Why I Write Historical Fiction
I have always felt a strong connection to the past.
As a child, mythical stories like “Chylde Roland and the Goblin King” or “Jack the Giant Killer” sparked my imagination, and I spent hours leaping through the forests of our farm swinging a wooden sword. I lived and breathed Middle Earth, not because of the wizards and dragons and orcs that spawned thousands of pages of subsequent fantasy literature, but because of the realness of it all. I knew it was fantasy, and yet I also believed in the existence of Tolkien's creation.
Perhaps this is because, in a way, Tolkien’s world did exist. It is well known that the inception of Middle Earth began with the pipe-smoking professor’s interest in ancient languages and mythology. It is this connection to the Germanic and Celtic stories and cultures of the distant past that makes Tolkien’s fantasy world feel so real.
There is a romantic appeal in the ancient past, a world uncluttered by corporations, mass media, pollution, concrete and power lines, where Nature is still sacred and unsullied. And figures like Robin Hood, King Author, Merlin, and Cuchulainn bring the archetypes of our collective unconscious roaring to the surface. We imagine a world of champions and heroes, where gods talked directly to men, and we yearn to be a part of it.
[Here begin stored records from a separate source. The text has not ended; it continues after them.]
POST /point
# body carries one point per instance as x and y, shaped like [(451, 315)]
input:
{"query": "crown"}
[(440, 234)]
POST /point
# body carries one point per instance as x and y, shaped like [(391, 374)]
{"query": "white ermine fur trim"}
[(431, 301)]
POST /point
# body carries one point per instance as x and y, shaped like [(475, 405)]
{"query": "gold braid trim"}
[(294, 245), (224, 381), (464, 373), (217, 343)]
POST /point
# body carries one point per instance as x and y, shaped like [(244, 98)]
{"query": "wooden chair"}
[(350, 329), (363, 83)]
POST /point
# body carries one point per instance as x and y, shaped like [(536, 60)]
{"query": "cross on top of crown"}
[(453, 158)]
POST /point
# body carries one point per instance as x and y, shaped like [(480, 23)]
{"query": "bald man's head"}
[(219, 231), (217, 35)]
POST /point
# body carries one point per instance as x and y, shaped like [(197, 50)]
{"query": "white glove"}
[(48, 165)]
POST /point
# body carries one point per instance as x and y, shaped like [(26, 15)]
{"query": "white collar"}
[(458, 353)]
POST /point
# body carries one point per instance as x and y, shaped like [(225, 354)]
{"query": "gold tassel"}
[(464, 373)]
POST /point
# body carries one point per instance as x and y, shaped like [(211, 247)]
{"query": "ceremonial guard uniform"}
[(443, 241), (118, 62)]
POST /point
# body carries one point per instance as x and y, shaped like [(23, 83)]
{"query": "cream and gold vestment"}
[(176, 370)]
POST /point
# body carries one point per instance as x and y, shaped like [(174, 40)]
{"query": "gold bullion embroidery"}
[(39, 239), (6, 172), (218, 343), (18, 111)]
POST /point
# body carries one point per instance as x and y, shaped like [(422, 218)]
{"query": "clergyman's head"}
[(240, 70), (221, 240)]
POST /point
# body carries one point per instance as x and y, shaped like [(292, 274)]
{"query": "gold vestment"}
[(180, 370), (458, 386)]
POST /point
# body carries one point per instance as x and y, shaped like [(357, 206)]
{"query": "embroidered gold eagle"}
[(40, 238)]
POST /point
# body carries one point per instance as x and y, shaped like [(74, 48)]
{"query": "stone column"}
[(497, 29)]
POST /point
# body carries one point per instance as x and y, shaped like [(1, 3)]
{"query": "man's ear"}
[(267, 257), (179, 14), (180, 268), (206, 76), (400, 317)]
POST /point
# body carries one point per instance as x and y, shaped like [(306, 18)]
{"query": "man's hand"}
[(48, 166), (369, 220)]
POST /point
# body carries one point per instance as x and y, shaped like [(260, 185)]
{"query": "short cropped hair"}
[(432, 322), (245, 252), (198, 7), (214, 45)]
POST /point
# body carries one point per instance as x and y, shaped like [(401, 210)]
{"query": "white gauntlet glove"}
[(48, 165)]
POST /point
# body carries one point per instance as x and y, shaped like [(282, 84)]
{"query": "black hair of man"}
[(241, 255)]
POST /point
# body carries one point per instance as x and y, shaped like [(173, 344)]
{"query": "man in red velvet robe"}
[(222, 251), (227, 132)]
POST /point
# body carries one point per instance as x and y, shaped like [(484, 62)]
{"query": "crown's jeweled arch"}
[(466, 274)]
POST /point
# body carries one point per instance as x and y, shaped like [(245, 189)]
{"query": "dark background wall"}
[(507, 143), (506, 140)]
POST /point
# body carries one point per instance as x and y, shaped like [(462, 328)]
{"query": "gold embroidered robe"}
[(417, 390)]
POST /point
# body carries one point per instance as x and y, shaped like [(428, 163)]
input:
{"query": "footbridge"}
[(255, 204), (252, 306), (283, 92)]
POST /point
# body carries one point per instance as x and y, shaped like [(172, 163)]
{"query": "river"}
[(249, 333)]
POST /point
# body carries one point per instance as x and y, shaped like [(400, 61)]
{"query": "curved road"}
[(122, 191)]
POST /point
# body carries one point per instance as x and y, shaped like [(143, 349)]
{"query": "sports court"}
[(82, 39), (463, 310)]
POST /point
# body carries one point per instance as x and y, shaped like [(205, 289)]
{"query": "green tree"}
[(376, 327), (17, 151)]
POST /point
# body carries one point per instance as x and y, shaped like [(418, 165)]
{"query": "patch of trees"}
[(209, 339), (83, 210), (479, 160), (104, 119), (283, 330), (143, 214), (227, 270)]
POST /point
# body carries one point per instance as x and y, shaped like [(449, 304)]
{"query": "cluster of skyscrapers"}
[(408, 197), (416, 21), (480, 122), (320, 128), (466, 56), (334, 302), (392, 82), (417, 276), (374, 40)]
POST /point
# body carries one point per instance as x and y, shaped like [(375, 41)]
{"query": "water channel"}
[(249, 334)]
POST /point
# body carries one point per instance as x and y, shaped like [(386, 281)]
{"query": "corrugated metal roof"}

At about eight years old, I became fascinated with the Native Americans. I read folktales, history books, literature, anything that could bring this romantic past to life, and when that wasn’t enough I started to recreate my own Iroquois nation in the woods and fields on our property. I made leather moccasins, warrior feathers, tomahawks and pipes, fishing spears, even my own Wigwam. When I eventually decided that running around with a sock between my legs was no longer “cool,” I turned to writing.
So that is what I do: I try to recreate the ancient path through words on a page.
My current obsession is with the Celtic World, specifically Gaul in the 1st century B.C. I am deeply involved in the process of writing my first historical fiction novel, and my goal is to tell a great story and recreate in splendid detail a world that we still hear speaking to us in our language, our myths and stories, and our collective unconscious.
It is a difficult task, because what we know is limited to a few surviving texts, interpretations of archeological remains, and conjecture based on later Irish Celtic rituals and writings. I intend to remain as accurate as possible, and will chronicle my journey through the mists of time as I wrestle with sources, struggle with interpretations, and agonize over creative choices.